The jargon AIoT came into existence because AI and the Internet of Things (IoT) are powerful tools, when paired together, can help build innovative and enhanced capabilities. In the context of warehousing and logistics, AIoT can help enable warehouse and distribution centers to address today’s rapidly shifting supply chain dynamics.
Despite the emergence of the term AIoT, AI and IoT are frequently used in silos, in many warehouse operations & warehouse planning scenarios. This leads to missed opportunities in value realization.
Now AIoT generally pertains to devices on the edge that can perform some level of AI-enabled analytics on the edge device itself. But as I have mentioned in my posts, jargons often constrain our thought process. Jargons are not laws of physics so we can extrapolate the combination of AI and IoT, i.e AIoT, beyond edge devices.
Remember that many fundamental problems you try to solve in the warehouses have not changed dramatically for years. It is just that the combination of AI and IoT can help you build solution approaches that did not exist before. While IoT helps you capture data that could not be charged back, AI analyzes micro-decisions and optimizes them to a previously impossible level.
Smart or automated?
In 2019, I wrote an article on my blog, “Is your DC smart?” The article explained, with an example, the difference between a smart warehouse and an automated warehouse. This was before the terminology AIoT had proliferated. The example in my article suggested coupling the powerful capabilities of AI and IoT. In my opinion, implementing only IoT, without AI capabilities, allow you to capture only a tiny percentage of actual benefits in the warehouse.
As many Supply Chains shift towards being Demand-driven and as we start discussing “lot size one” in manufacturing, now is the time to leverage technologies to accommodate the current shift from forecast-driven to demand-driven DCs. But are our current Warehouse systems equipped to handle this shift?
Among many bottlenecks that warehouses will face on their path to align with Industry 4.0 initiatives, WMS is a prominent one. Most WMSs are designed to support decisions that are made with rigid decision parameters. But the fact is that increasingly evolving business landscape, nothing is static. Rigidly configured presets are increasingly becoming defunct. WMS applications now need to balance capacity against resources, aiming to maximize utilization intelligently.

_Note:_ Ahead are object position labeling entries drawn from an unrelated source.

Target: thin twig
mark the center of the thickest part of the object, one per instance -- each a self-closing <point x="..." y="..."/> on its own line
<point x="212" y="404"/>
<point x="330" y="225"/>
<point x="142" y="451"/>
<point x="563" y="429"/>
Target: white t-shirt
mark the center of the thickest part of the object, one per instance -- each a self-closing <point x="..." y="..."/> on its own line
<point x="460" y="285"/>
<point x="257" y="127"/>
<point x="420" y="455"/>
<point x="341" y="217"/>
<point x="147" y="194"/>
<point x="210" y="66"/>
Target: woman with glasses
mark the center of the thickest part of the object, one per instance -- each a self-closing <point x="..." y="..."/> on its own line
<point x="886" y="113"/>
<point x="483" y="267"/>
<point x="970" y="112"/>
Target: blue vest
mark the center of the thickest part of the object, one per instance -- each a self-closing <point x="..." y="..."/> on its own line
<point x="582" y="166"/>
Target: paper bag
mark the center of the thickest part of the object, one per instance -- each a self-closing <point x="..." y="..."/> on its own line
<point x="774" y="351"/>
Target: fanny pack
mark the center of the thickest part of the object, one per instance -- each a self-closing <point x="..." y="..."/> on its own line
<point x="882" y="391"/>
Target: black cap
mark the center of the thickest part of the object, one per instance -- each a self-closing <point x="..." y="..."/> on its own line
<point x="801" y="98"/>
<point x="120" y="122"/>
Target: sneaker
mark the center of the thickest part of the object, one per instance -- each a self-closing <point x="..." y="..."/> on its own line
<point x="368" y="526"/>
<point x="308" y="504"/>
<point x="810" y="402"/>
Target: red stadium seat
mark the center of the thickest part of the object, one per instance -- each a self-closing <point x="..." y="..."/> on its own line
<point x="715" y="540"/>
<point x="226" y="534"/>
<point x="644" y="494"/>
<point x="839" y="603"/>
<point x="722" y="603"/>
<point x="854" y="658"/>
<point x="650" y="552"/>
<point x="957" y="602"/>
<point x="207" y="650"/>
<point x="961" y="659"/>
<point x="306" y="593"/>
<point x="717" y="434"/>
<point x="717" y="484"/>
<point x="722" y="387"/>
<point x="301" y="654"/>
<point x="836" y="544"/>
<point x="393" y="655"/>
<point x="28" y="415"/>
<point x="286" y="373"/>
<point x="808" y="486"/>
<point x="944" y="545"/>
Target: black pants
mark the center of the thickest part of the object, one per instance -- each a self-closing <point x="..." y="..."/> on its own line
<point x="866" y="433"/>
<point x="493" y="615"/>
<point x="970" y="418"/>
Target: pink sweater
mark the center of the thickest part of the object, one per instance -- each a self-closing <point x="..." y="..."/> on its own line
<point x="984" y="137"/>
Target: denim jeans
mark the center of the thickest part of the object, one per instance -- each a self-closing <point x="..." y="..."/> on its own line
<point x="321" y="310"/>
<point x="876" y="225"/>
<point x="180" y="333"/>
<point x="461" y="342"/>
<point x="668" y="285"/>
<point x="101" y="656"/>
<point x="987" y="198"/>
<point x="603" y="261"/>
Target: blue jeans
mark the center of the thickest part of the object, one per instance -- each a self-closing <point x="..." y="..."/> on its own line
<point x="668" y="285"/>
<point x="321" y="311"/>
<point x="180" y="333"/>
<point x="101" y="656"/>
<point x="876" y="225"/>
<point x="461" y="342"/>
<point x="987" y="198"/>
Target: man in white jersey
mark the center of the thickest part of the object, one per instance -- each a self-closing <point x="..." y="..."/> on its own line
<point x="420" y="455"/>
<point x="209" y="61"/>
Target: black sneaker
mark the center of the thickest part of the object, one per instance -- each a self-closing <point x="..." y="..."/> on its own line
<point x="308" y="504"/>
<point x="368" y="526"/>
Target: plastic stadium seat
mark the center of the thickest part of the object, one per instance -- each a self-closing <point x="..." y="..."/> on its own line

However, a genuine, mature commercial offering in this space does not exist yet (many are in the pilot, though, including the startup I am currently advising).
Building the capability
As discussed multiple times in the article so far, the three essential steps here are :
- Build a data foundation with IoT
- Leverage value of that data with AI
- Integrating these two capabilities both at edge devices as well as within warehousing systems portfolio
Building the data foundation
Data granularity is a crucial enabler of more efficient operations. IoT data provide that level of granularity. I can confidently claim that many warehouse assets and processes where data captured by IoT can add value, may already be setup to generate and share data. You were probably unfamiliar with these locations/assets generating a treasure trove of information.
Examples? From materials handling equipment and conveyors to AVs and bots, recent versions of all these categories are capable to receive and send data. And so do mobile devices like scanners and picking systems.
Organizations are investing in more data devices and actively building IoT networks in their warehouse operations. Many times, simple sensors provide information not previously available for decision-making. Smartphones are part of that new network.
Building out AI Capabilities
If you have worked effectively on building the foundational aspect of capturing data effectively, access to data will become easier. The key then is to explore and exploit how to generate value from the data. That’s where AI enters.
AI solutions in your warehouse can learns and react to the current state, not to a predefined set of rules. AI and IoT, while two different technologies, have a solid and effective symbiotic relationship. More data you capture, more an AI algorithm can learn. Let us review an example.
Example:
A control tower receives data from temperature sensor on a perishables truck, that indicates spoilage due to temperature issues (AIoT on the edge). An replacement load is dispatched but it is definitely going to arrive late.
The control tower informs DC operations about an inbound that will be arriving late. An AI algorithm uses that input and determines the optimal schedule, dock and labor deployment to unload the inbound load. The algorithm can do that in real-time, as it received the inputs. It pairs the information from the control tower with IoT data collected from docks and assets (forklifts), worker tags and interfacing applications. AI can also help with allocation optimization of the inbound (what portion of that load should go directly to fill orders vs storage).
This is just one example. With the advent of Generative AI, you have the opportunity to quickly and efficiently build such a setup and harness the true value of AIoT capabilities.